Diagnosis of retinal diseases at an early stage is crucial for the treatment and avoidance of serious visual loss. Across the developed world, the major causes of vision loss can be attributed to age-related macular degeneration, diabetic retinopathy and glaucoma [5]. Diagnosis usually occurs once damage has already happened to some extent and this is due to the relatively poor resolution of current retinal imaging techniques which limits their ability to detect abnormalities of the retinal microstructures, including photoreceptors cells, capillaries and nerve fiber bundles. Imaging modalities able to detect and monitor pathological variations of the retinal microstructures at a pre-clinical stage of disease represent the basis for designing new diagnostic and treatment protocols to preserve the normal integrity and function of the retina. The need for sensitive and accurate diagnostic tools is increasing as a growing number of new treatment options become available to ophthalmologists, including gene therapy, nano-targeted drug delivery devices and micro-pulsed lasers.
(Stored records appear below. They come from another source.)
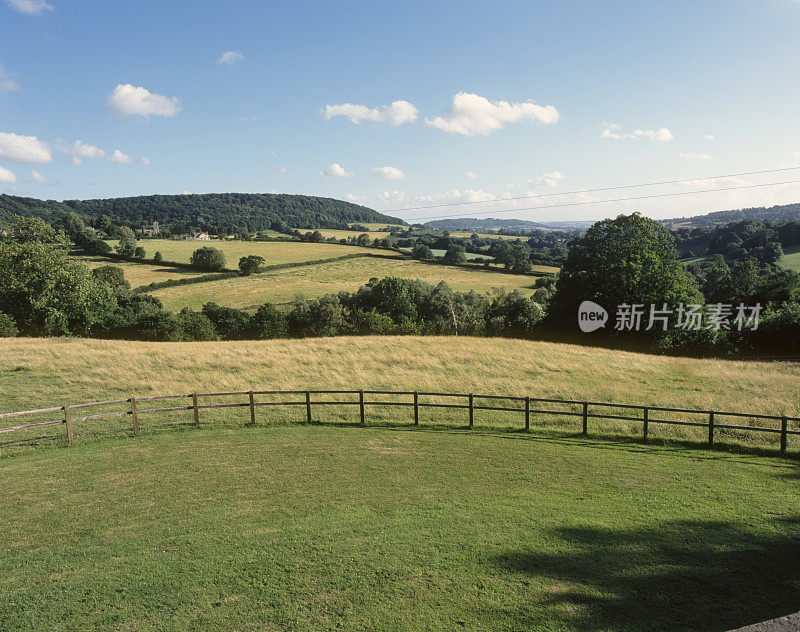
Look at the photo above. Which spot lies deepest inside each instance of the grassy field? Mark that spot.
(791, 259)
(40, 373)
(315, 280)
(275, 526)
(140, 273)
(321, 528)
(344, 234)
(273, 252)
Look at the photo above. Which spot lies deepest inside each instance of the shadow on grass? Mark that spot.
(687, 575)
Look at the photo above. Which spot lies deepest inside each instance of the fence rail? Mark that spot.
(708, 419)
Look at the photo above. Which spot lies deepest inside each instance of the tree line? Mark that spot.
(629, 260)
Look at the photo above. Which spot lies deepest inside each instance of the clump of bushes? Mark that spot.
(208, 258)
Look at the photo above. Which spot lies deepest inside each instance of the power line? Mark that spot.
(628, 199)
(617, 188)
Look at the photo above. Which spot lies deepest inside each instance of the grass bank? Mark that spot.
(49, 372)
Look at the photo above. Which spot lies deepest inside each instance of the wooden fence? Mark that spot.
(471, 402)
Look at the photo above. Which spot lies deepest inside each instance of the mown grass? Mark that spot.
(321, 528)
(312, 281)
(274, 252)
(138, 274)
(38, 373)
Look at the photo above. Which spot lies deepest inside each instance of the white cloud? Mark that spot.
(695, 156)
(81, 150)
(548, 179)
(388, 173)
(7, 177)
(30, 7)
(662, 134)
(230, 57)
(121, 158)
(473, 115)
(336, 171)
(398, 113)
(393, 196)
(128, 100)
(38, 178)
(613, 131)
(25, 149)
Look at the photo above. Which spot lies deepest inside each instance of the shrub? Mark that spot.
(208, 258)
(421, 251)
(113, 275)
(455, 254)
(195, 326)
(268, 323)
(230, 323)
(250, 264)
(8, 328)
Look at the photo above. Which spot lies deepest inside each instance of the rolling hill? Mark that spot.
(250, 211)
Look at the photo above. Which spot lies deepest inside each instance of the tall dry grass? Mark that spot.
(39, 373)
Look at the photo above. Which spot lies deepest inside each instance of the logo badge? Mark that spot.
(591, 316)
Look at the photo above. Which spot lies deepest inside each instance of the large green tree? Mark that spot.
(627, 260)
(45, 293)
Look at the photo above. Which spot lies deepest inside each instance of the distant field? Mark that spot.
(140, 273)
(469, 233)
(344, 234)
(315, 280)
(274, 252)
(791, 259)
(471, 256)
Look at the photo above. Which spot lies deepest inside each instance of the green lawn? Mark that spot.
(320, 528)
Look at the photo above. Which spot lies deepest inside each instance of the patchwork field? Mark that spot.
(138, 274)
(344, 234)
(274, 252)
(312, 281)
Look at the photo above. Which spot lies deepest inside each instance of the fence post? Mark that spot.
(585, 417)
(527, 413)
(135, 416)
(784, 433)
(68, 421)
(196, 410)
(710, 427)
(646, 412)
(471, 410)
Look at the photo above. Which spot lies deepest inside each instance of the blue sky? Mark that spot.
(491, 101)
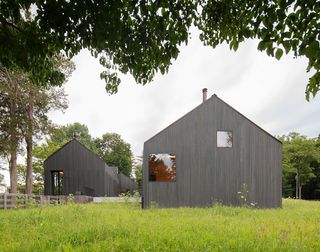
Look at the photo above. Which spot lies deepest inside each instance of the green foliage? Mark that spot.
(289, 25)
(115, 152)
(301, 156)
(63, 134)
(143, 37)
(125, 227)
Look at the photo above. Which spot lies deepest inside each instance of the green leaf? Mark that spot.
(279, 53)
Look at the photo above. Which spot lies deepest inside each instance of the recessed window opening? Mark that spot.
(162, 167)
(57, 182)
(224, 139)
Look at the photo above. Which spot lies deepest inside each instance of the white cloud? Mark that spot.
(268, 91)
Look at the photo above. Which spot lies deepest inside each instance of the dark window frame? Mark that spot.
(224, 130)
(154, 180)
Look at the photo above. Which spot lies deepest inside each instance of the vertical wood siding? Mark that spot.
(84, 172)
(206, 173)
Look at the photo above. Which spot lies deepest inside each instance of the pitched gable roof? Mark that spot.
(214, 96)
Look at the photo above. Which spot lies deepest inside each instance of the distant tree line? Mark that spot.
(301, 166)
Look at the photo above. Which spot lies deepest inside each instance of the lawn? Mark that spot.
(125, 227)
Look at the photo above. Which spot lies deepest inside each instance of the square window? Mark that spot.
(224, 139)
(162, 167)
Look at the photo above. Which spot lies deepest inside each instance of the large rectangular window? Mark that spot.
(224, 139)
(57, 182)
(162, 167)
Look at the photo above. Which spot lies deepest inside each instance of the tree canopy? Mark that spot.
(142, 37)
(115, 152)
(301, 162)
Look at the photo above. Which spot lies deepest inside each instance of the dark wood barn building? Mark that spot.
(207, 156)
(74, 169)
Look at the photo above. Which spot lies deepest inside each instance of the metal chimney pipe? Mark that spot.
(204, 94)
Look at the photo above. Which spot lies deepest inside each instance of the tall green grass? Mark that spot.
(125, 227)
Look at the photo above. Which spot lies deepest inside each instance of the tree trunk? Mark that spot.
(13, 136)
(300, 187)
(297, 186)
(13, 170)
(28, 138)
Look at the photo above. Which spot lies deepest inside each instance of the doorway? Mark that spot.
(57, 182)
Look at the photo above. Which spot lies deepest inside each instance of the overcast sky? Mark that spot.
(267, 91)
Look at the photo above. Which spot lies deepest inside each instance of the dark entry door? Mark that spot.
(57, 182)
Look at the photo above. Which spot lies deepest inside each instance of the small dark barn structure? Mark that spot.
(210, 155)
(74, 169)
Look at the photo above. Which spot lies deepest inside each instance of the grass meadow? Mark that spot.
(125, 227)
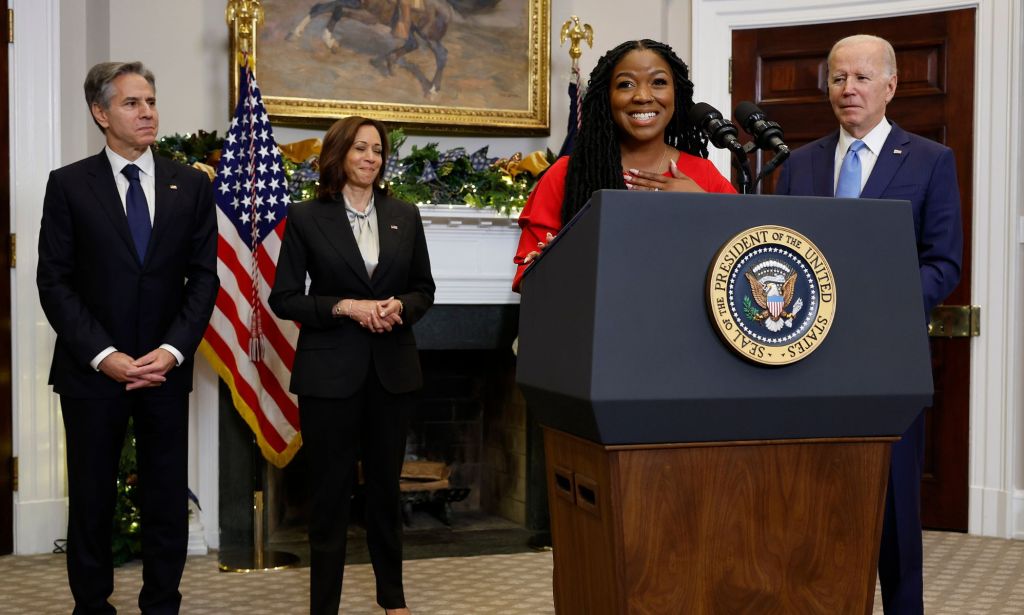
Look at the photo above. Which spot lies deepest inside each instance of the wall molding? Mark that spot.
(995, 403)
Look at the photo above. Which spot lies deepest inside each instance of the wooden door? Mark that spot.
(783, 71)
(6, 458)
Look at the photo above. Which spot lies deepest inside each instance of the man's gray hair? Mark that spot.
(99, 82)
(890, 54)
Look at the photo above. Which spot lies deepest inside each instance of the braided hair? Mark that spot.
(596, 161)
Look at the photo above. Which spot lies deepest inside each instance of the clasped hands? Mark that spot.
(146, 371)
(645, 180)
(378, 316)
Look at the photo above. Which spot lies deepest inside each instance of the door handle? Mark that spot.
(955, 321)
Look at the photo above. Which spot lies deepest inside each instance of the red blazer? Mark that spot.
(543, 213)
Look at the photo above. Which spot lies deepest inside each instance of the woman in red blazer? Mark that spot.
(635, 135)
(356, 364)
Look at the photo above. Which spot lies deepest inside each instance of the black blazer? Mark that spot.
(334, 354)
(93, 289)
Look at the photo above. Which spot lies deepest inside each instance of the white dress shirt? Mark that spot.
(146, 177)
(868, 156)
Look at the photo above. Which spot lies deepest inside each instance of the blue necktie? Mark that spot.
(137, 210)
(849, 173)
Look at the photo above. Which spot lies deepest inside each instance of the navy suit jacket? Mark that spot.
(333, 355)
(909, 168)
(96, 293)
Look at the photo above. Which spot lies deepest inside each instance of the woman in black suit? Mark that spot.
(356, 364)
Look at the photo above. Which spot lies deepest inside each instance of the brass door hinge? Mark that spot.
(955, 321)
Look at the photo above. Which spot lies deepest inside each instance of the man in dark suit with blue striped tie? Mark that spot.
(127, 278)
(871, 158)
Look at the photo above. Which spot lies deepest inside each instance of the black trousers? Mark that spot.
(95, 431)
(371, 425)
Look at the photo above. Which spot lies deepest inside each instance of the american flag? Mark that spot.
(249, 347)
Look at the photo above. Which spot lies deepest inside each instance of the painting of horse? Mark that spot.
(415, 61)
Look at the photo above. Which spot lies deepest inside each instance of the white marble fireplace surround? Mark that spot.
(471, 259)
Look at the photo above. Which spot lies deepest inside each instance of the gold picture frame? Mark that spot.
(318, 61)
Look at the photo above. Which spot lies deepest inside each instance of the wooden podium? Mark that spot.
(683, 479)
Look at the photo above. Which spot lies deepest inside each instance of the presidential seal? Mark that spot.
(771, 295)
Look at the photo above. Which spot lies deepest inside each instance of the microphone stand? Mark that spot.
(740, 163)
(779, 158)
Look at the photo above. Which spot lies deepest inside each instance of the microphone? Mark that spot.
(720, 131)
(767, 134)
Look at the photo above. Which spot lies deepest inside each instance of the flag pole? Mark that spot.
(243, 16)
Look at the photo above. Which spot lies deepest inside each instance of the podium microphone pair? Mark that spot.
(723, 134)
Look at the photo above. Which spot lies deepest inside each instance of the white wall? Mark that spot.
(185, 44)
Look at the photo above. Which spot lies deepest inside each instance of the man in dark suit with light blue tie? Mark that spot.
(127, 278)
(871, 158)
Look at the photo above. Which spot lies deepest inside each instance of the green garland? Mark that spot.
(455, 177)
(126, 542)
(456, 180)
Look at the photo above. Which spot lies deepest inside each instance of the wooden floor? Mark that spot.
(963, 575)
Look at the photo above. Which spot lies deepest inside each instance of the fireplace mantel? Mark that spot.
(471, 254)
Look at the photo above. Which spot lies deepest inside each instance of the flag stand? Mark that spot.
(257, 558)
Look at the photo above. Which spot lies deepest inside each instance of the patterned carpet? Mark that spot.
(963, 575)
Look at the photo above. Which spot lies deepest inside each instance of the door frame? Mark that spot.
(996, 480)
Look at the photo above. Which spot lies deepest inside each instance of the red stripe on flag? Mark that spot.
(227, 256)
(267, 379)
(244, 390)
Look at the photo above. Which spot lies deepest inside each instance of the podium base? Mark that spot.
(247, 560)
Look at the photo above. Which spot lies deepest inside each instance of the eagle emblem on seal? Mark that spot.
(772, 284)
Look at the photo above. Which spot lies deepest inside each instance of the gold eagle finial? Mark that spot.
(577, 32)
(243, 16)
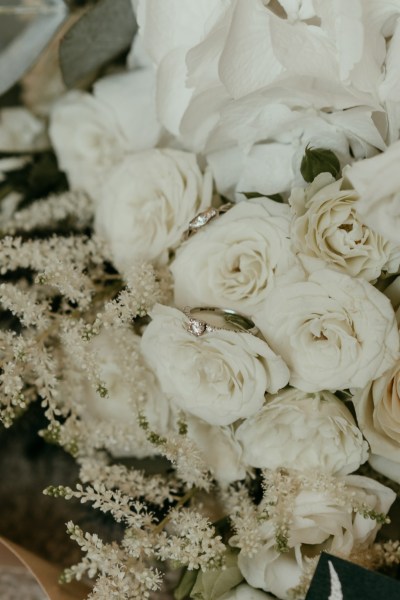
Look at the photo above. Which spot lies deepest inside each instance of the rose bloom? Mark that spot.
(303, 431)
(131, 387)
(219, 377)
(326, 231)
(318, 521)
(235, 259)
(92, 132)
(245, 592)
(233, 83)
(147, 202)
(378, 415)
(377, 182)
(333, 331)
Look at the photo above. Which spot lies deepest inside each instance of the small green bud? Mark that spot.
(319, 160)
(102, 390)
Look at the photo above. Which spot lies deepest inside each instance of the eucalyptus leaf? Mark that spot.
(319, 160)
(27, 41)
(211, 585)
(100, 35)
(185, 585)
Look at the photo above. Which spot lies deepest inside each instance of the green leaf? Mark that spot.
(99, 36)
(319, 160)
(211, 585)
(185, 585)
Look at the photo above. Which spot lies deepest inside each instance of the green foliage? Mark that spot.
(319, 160)
(211, 585)
(35, 179)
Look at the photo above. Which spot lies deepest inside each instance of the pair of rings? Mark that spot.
(218, 319)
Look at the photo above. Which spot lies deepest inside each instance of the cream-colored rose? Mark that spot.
(130, 387)
(378, 414)
(326, 231)
(245, 592)
(333, 331)
(377, 182)
(236, 258)
(147, 202)
(303, 431)
(319, 521)
(221, 452)
(92, 132)
(219, 377)
(21, 131)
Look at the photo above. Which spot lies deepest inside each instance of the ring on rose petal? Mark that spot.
(229, 320)
(205, 217)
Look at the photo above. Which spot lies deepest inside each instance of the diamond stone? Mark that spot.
(202, 219)
(197, 327)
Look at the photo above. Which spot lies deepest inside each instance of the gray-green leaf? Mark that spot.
(211, 585)
(319, 160)
(99, 36)
(22, 44)
(185, 585)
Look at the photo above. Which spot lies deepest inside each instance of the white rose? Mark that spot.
(326, 232)
(220, 450)
(147, 202)
(378, 415)
(319, 520)
(245, 592)
(236, 258)
(220, 376)
(303, 431)
(333, 331)
(21, 131)
(377, 181)
(90, 133)
(131, 387)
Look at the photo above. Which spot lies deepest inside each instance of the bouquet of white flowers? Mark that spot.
(200, 259)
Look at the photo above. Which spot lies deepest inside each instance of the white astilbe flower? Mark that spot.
(74, 206)
(24, 304)
(183, 453)
(191, 541)
(156, 489)
(145, 287)
(119, 578)
(59, 262)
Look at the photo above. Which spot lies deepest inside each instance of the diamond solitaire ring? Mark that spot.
(205, 217)
(217, 319)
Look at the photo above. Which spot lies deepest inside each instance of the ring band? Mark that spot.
(205, 217)
(232, 320)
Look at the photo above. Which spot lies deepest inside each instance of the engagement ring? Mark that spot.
(217, 319)
(205, 217)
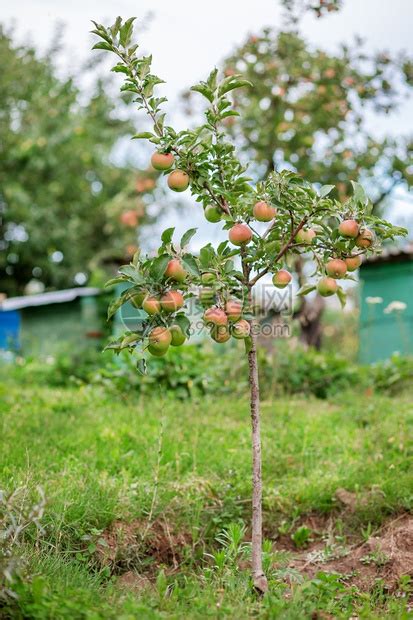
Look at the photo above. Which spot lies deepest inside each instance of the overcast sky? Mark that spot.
(187, 37)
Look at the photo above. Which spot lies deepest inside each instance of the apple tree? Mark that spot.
(267, 223)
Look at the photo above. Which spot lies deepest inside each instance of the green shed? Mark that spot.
(386, 305)
(48, 323)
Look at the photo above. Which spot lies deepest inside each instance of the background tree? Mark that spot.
(309, 112)
(63, 202)
(265, 225)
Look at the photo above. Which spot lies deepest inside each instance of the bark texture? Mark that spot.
(259, 579)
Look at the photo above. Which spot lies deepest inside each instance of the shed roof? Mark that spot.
(392, 254)
(43, 299)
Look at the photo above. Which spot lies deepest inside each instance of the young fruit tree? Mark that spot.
(268, 225)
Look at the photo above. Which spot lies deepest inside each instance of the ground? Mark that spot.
(147, 504)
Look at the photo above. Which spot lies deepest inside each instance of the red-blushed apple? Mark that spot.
(263, 212)
(178, 181)
(349, 228)
(171, 301)
(215, 316)
(159, 338)
(178, 336)
(162, 161)
(336, 268)
(213, 214)
(353, 263)
(240, 234)
(220, 333)
(233, 310)
(208, 277)
(241, 329)
(175, 270)
(327, 286)
(151, 305)
(282, 278)
(365, 238)
(305, 235)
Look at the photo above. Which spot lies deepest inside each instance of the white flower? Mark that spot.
(395, 306)
(374, 300)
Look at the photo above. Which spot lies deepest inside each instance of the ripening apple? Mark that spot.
(327, 286)
(263, 212)
(171, 301)
(177, 336)
(282, 278)
(240, 234)
(175, 270)
(220, 333)
(305, 235)
(213, 214)
(159, 338)
(336, 268)
(349, 228)
(162, 161)
(233, 310)
(241, 329)
(365, 238)
(151, 305)
(215, 316)
(178, 181)
(138, 298)
(208, 278)
(353, 263)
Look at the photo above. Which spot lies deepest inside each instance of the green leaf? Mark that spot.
(190, 264)
(186, 237)
(342, 296)
(159, 265)
(167, 235)
(325, 190)
(144, 135)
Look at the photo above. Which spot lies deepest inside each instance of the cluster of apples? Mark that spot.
(225, 321)
(169, 302)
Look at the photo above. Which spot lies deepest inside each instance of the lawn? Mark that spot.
(147, 500)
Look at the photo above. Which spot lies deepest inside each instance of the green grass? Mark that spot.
(95, 455)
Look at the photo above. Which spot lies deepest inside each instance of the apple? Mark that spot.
(215, 316)
(240, 234)
(241, 329)
(282, 278)
(178, 181)
(159, 338)
(151, 305)
(327, 286)
(264, 212)
(177, 336)
(171, 301)
(336, 268)
(349, 228)
(175, 270)
(162, 161)
(220, 334)
(353, 263)
(365, 238)
(213, 214)
(233, 309)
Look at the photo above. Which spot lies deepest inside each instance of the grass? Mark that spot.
(185, 468)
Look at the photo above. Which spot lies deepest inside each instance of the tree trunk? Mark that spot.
(259, 579)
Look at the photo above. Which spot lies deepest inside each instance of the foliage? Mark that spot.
(62, 197)
(94, 454)
(206, 160)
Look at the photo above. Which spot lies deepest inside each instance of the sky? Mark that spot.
(187, 38)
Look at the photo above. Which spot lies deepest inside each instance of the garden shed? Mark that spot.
(386, 305)
(39, 324)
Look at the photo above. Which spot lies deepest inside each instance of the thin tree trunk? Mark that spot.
(259, 579)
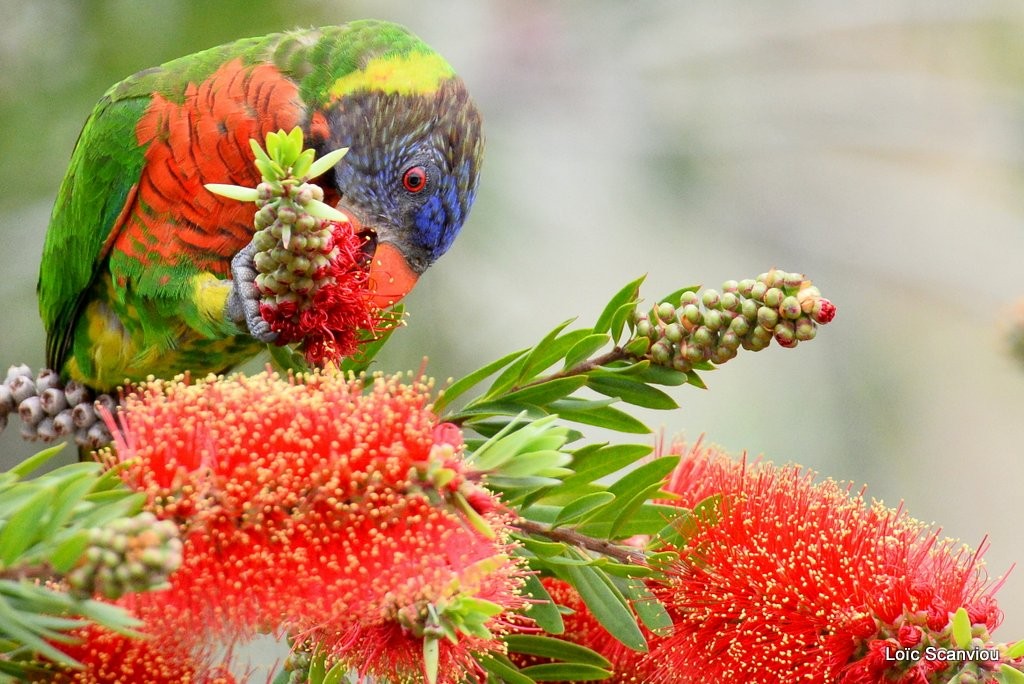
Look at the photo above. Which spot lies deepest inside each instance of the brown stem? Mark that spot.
(603, 547)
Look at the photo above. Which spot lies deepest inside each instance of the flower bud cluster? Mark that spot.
(294, 248)
(127, 555)
(750, 313)
(50, 409)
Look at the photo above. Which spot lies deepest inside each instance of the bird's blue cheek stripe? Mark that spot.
(438, 221)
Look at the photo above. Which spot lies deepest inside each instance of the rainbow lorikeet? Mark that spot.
(137, 274)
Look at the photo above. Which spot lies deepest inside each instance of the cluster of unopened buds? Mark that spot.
(50, 410)
(750, 313)
(127, 555)
(311, 272)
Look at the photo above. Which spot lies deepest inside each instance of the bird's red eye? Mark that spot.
(415, 179)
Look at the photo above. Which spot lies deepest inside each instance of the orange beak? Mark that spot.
(390, 276)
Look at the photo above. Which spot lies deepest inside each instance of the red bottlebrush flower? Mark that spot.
(331, 318)
(109, 656)
(802, 581)
(312, 508)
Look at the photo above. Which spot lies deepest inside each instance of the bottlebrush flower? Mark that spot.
(108, 656)
(318, 506)
(801, 581)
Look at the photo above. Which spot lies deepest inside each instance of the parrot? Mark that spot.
(145, 272)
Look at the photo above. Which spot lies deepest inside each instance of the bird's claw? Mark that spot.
(243, 302)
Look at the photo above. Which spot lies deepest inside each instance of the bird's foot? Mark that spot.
(243, 302)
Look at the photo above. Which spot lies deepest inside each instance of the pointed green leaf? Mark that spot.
(583, 506)
(36, 461)
(583, 349)
(459, 387)
(962, 628)
(1011, 675)
(598, 414)
(22, 528)
(503, 669)
(327, 162)
(326, 211)
(544, 393)
(558, 649)
(629, 294)
(606, 604)
(1016, 650)
(542, 608)
(552, 348)
(565, 672)
(233, 191)
(631, 391)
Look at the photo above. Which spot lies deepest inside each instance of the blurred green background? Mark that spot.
(877, 146)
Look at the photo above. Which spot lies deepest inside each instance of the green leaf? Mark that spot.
(1016, 650)
(22, 528)
(658, 375)
(557, 649)
(328, 161)
(565, 672)
(583, 349)
(550, 350)
(584, 506)
(598, 414)
(629, 506)
(1011, 675)
(36, 461)
(543, 608)
(962, 628)
(620, 319)
(651, 611)
(631, 391)
(606, 604)
(233, 191)
(502, 668)
(629, 294)
(544, 393)
(459, 387)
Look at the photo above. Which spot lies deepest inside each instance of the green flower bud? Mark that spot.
(792, 282)
(785, 334)
(715, 319)
(688, 297)
(287, 215)
(704, 337)
(790, 308)
(644, 329)
(730, 340)
(674, 333)
(767, 317)
(730, 301)
(694, 353)
(666, 311)
(692, 314)
(740, 326)
(773, 297)
(750, 309)
(806, 329)
(660, 352)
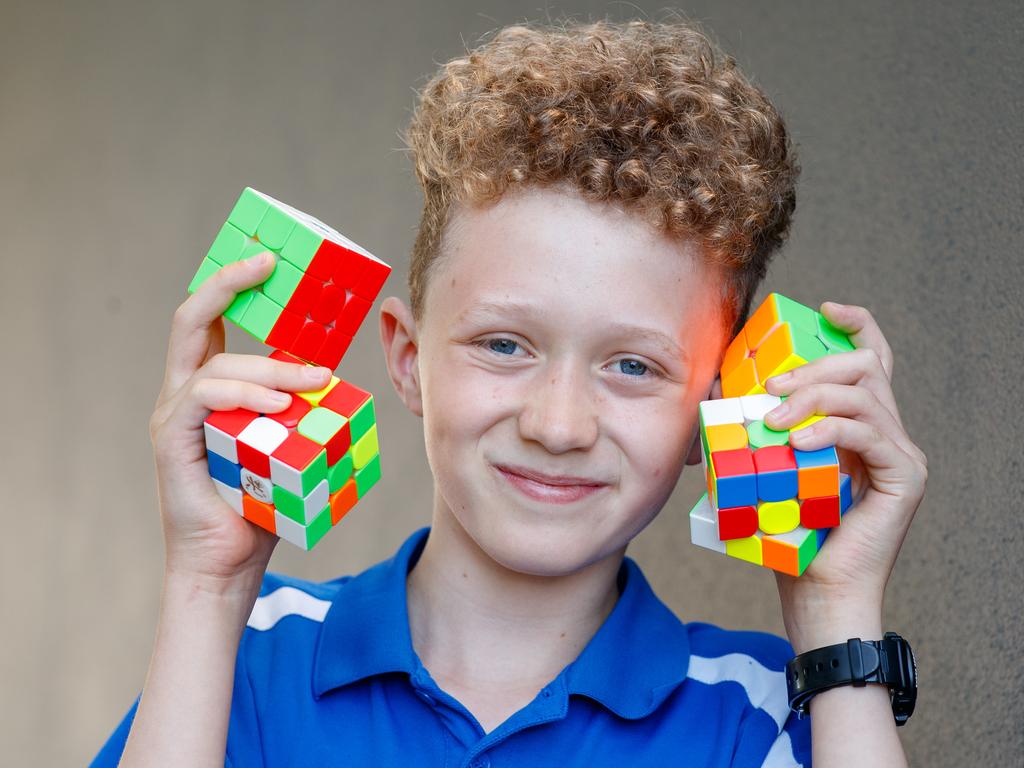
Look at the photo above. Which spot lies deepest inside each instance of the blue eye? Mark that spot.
(633, 368)
(503, 346)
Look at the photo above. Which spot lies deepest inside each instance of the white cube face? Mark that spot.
(229, 495)
(258, 487)
(288, 477)
(704, 526)
(727, 411)
(263, 434)
(290, 530)
(220, 442)
(756, 406)
(316, 500)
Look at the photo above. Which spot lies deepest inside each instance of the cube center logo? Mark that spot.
(767, 503)
(297, 472)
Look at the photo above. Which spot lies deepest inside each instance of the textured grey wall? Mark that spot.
(126, 131)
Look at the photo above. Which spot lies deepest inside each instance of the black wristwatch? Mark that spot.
(856, 662)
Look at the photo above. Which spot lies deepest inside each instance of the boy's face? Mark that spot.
(562, 338)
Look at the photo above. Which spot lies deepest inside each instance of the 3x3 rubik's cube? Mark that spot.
(768, 503)
(297, 472)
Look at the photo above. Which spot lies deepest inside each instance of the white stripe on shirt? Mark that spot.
(286, 601)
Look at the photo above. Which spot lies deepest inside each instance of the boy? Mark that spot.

Optical imaging is the preferred method to non-invasively investigate the retina and to perform efficient retinal therapy. Retinal cameras for wide field clinical imaging are generally designed without considering aberration correction beyond defocus, the resolution at which images could be recovered from the retina in vivo has been limited to the macroscopic scale. In order to bring the lateral resolution of ophthalmoscopes to the microscopic scale, it is necessary to compensate not only for defocus, but also astigmatism and higher order aberrations. Adaptive optics (AO) is a technology used to improve the performance of optical systems by minimizing aberrations. It has been developed for astronomical telescopes in order to remove the effect of atmospheric turbulence from astrophysics objects and only in recent years has been extended to ophthalmology [6, 7]. When applied to the optical system of the eye, AO technology can provide substantial improvements in the sharpness of retinal images that are normally degraded by ocular aberrations [8]. AO retinal imaging can theoretically improve the lateral resolution to 2 μm and therefore provide information about the retinal microstructures that cannot be obtained with current retinal imaging techniques.
The scope of this review is to describe some of the technical aspects that have made AO retinal imaging in human eyes possible and to discuss applications and future prospects for noninvasive clinical imaging of retinal diseases with microscale level of resolution.